To achieve that accuracy, he enlisted the help of Eleanor Houghton, an author, illustrator, and historic dress consultant who specialises in 18th- and 19th-century costume, with a particular focus on Charlotte Brontë. Houghton provided extensive research on remaining items from the Brontë sisters’ wardrobes (many of which are kept at the Parsonage in Haworth where they lived), and the references made to their clothing in letters and other texts. There’s a simple reason why it’s easier to research Charlotte than the other sisters. “A lot of Charlotte’s closet survived… because she lived longer than the rest of them,” Houghton explains. However, this presents several immediate challenges. Although belongings from an earlier time remain, when Emily and Anne were still alive, many of Charlotte’s clothes were bought after she’d achieved both fame and financial success: transforming not just what she could afford, but her understanding of what was desirable. Various garments were also updated over the decades in line with changing styles, making it harder to pinpoint what they would have first looked like. “Things would be remodelled,” Houghton adds. “People would rework dresses to reflect the later fashions… you have to undo what’s gone before so you can get back to the original style.”
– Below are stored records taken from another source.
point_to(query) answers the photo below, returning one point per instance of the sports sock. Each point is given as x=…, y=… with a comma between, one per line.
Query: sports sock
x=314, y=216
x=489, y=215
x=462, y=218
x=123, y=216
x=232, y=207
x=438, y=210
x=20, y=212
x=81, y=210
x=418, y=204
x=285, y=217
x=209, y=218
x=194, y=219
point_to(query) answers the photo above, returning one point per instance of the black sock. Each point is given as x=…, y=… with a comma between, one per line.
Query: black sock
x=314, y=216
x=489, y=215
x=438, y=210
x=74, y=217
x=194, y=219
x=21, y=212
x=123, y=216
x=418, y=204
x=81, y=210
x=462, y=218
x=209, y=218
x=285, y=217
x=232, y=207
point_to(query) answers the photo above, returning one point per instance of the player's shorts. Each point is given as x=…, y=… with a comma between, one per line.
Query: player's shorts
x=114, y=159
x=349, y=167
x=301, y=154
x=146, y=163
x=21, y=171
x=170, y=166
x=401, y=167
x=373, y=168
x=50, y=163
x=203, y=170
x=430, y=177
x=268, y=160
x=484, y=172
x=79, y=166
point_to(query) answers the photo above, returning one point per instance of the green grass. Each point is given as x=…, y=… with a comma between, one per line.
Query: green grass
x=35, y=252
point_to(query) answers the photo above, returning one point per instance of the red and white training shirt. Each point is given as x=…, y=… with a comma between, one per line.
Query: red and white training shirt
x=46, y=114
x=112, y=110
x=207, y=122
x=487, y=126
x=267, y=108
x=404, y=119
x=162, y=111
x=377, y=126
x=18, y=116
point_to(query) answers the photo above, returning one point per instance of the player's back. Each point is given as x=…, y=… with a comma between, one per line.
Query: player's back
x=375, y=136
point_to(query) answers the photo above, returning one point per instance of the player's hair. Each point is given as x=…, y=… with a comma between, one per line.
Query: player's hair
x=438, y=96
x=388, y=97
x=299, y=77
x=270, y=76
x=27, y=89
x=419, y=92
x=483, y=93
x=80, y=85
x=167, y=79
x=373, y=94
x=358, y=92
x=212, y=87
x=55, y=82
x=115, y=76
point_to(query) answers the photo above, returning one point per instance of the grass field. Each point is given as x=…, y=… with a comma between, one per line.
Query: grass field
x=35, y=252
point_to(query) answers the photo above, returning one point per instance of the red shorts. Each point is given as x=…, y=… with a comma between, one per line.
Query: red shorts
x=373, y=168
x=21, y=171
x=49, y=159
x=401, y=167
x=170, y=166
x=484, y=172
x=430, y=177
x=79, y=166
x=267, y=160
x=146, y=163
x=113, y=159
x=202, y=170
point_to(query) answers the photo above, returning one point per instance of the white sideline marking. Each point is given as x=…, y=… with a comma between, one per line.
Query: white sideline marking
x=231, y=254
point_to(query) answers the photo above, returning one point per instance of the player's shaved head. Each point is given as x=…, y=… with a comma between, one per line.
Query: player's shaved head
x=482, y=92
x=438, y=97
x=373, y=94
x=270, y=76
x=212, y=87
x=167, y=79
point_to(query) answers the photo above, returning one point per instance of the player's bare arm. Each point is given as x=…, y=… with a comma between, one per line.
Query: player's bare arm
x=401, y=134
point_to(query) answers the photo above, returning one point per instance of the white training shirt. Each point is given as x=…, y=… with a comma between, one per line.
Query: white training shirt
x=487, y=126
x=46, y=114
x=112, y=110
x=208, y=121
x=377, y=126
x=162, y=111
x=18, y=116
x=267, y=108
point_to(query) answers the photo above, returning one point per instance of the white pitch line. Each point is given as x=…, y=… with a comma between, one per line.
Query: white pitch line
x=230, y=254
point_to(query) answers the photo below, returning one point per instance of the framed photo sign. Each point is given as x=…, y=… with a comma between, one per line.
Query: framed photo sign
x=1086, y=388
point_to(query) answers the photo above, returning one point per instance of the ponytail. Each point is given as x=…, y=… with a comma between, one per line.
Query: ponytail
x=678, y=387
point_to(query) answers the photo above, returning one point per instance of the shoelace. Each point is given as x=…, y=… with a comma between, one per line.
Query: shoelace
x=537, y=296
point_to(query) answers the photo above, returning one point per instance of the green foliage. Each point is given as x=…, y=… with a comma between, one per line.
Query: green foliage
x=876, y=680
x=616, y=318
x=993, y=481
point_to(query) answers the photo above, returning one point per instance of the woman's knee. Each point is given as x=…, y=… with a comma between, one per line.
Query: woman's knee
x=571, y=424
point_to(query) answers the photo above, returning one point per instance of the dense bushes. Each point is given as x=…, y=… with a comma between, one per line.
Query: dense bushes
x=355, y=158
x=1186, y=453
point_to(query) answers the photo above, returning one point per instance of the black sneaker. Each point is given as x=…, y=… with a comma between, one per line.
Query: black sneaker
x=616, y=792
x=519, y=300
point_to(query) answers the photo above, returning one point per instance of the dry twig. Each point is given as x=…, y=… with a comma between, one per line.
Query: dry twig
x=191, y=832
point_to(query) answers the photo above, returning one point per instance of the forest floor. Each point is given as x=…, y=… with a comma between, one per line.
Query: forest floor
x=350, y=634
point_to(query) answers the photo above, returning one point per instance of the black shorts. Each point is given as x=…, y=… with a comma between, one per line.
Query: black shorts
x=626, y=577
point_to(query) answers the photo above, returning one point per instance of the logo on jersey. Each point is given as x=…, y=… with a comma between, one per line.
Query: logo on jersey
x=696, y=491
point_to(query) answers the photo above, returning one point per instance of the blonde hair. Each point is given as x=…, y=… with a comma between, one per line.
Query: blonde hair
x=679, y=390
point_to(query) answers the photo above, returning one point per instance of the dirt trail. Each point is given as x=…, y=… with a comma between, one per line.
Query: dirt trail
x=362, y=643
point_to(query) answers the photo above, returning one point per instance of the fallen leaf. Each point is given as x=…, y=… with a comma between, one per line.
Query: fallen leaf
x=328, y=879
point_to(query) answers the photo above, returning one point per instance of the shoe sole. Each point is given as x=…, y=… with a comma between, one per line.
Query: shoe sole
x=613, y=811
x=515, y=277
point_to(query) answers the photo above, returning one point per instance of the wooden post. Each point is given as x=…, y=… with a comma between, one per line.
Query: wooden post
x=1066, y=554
In general, Houghton thinks that our current view of the Brontë sisters is too dull. “We see the pillar portrait [by Branwell Brontë] and we imagine these really drab, boring clothes. But my research has proved that really wasn’t the case.” Like many women of their era, the Brontë sisters would have been conscious of what they wore – especially as the daughters of a vicar, with a reputation to maintain in the community. Living in Yorkshire, they were also on the fringes of a booming textile trade. “It was very much on the doorstep of the Industrial Revolution,” Houghton adds. “Prints and fabrics were a common part of everyday life. They were being literally created there in Lancashire, in West Riding. Even in Haworth itself, there were weaving workshops.”